Avec les températures de ces derniers jours, lorsque notre accueil de jour ferme ses portes, les gens sans solution ont peur.
Vincent Morival, directeur de l'accueil de jour de l'association Abej de Lille
À Lille, l’accueil de jour de l'Abej a donc rallongé ses horaires, repoussant ainsi sa fermeture de 18 heures à 20 heures, comme le veut la procédure en cas de forte chute des températures.

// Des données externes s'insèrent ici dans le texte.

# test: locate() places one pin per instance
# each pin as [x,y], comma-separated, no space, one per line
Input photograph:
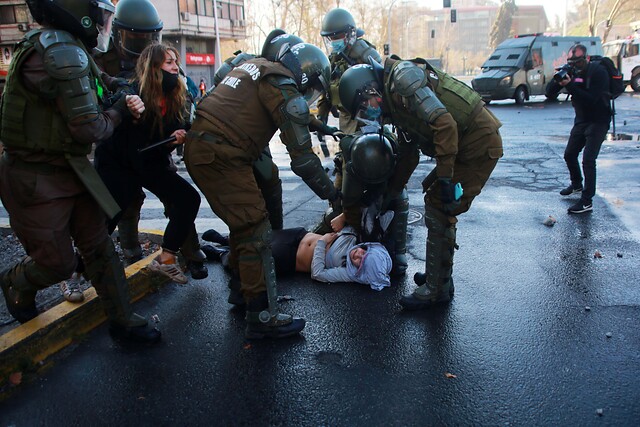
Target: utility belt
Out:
[38,167]
[208,137]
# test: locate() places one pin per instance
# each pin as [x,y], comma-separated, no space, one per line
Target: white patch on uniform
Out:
[252,69]
[231,81]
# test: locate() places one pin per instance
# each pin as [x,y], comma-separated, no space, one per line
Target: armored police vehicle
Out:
[522,66]
[625,54]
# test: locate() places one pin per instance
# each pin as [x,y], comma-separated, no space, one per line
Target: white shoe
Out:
[71,290]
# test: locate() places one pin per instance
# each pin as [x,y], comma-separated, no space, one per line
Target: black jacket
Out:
[589,95]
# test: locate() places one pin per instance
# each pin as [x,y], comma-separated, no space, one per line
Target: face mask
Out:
[169,81]
[338,45]
[372,113]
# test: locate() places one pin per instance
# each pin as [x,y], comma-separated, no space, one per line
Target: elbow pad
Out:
[309,168]
[410,82]
[67,65]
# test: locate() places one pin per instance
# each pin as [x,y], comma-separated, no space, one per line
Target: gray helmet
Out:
[371,158]
[90,21]
[275,41]
[136,25]
[229,64]
[337,24]
[310,67]
[356,84]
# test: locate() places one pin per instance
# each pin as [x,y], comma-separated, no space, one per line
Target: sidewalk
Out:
[27,347]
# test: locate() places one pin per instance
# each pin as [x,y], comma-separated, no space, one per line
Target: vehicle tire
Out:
[521,95]
[635,82]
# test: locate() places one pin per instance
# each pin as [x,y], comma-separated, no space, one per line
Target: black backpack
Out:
[616,87]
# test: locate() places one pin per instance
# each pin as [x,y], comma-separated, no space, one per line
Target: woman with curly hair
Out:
[125,164]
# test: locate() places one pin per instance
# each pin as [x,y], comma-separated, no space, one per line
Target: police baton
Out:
[157,144]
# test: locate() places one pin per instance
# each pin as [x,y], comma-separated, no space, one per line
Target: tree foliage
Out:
[501,29]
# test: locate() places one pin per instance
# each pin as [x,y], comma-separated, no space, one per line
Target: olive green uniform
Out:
[359,53]
[233,126]
[463,136]
[50,116]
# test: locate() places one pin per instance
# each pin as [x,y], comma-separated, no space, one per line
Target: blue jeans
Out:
[587,136]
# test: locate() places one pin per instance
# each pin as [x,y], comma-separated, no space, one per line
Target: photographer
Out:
[588,84]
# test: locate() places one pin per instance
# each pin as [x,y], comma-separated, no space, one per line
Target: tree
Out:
[502,26]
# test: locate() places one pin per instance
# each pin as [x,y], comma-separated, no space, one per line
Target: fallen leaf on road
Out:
[15,378]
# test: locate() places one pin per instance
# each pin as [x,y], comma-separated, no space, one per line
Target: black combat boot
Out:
[197,269]
[235,295]
[264,323]
[21,305]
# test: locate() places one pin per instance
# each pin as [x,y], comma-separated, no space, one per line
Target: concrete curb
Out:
[28,347]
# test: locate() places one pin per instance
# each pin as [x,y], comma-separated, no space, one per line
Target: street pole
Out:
[217,59]
[389,25]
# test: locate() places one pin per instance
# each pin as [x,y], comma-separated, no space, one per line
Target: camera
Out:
[564,71]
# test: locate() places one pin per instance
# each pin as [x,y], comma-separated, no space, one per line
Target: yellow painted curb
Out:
[28,346]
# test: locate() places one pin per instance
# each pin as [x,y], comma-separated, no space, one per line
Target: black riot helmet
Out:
[371,158]
[136,25]
[357,85]
[310,67]
[88,20]
[338,30]
[275,41]
[229,64]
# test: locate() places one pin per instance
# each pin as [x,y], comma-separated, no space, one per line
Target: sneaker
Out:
[172,271]
[215,237]
[570,190]
[71,290]
[580,208]
[197,269]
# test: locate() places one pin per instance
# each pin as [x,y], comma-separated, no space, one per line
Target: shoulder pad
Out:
[297,110]
[362,50]
[278,80]
[51,37]
[407,78]
[66,61]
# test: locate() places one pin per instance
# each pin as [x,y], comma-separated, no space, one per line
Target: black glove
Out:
[448,194]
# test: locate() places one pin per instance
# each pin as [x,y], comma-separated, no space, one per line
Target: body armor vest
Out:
[462,102]
[29,121]
[234,108]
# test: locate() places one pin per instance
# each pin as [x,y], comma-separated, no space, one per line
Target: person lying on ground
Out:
[332,257]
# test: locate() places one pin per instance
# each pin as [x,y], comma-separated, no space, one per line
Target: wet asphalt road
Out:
[539,332]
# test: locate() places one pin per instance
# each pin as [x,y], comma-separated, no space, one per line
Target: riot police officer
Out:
[445,119]
[365,165]
[347,48]
[51,115]
[232,127]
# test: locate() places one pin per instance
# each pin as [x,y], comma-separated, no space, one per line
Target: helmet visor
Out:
[314,91]
[134,43]
[104,29]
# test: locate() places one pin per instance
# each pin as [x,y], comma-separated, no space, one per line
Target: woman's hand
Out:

D'autres solutions sont mises en place par la préfecture du Nord "sur la base d’une appréciation combinée des besoins des personnes sans domicile identifiées et des températures ressenties, fournies par Météo-France." Depuis le 3 janvier, plusieurs dizaines de places d’hébergements d’urgence ont été ouvertes dans la région. Deux gymnases accueillent du public à Lille, d’autres lieux sont ouverts à Mons-en-Baroeul ou à Lambersart. "C’est positif, bien sûr, mais ça reste insuffisant par rapport aux besoins. Il y a encore des gens qui dorment dans des tentes en ce moment. Il n'y a pas assez de places ouvertes" selon Vincent Morival.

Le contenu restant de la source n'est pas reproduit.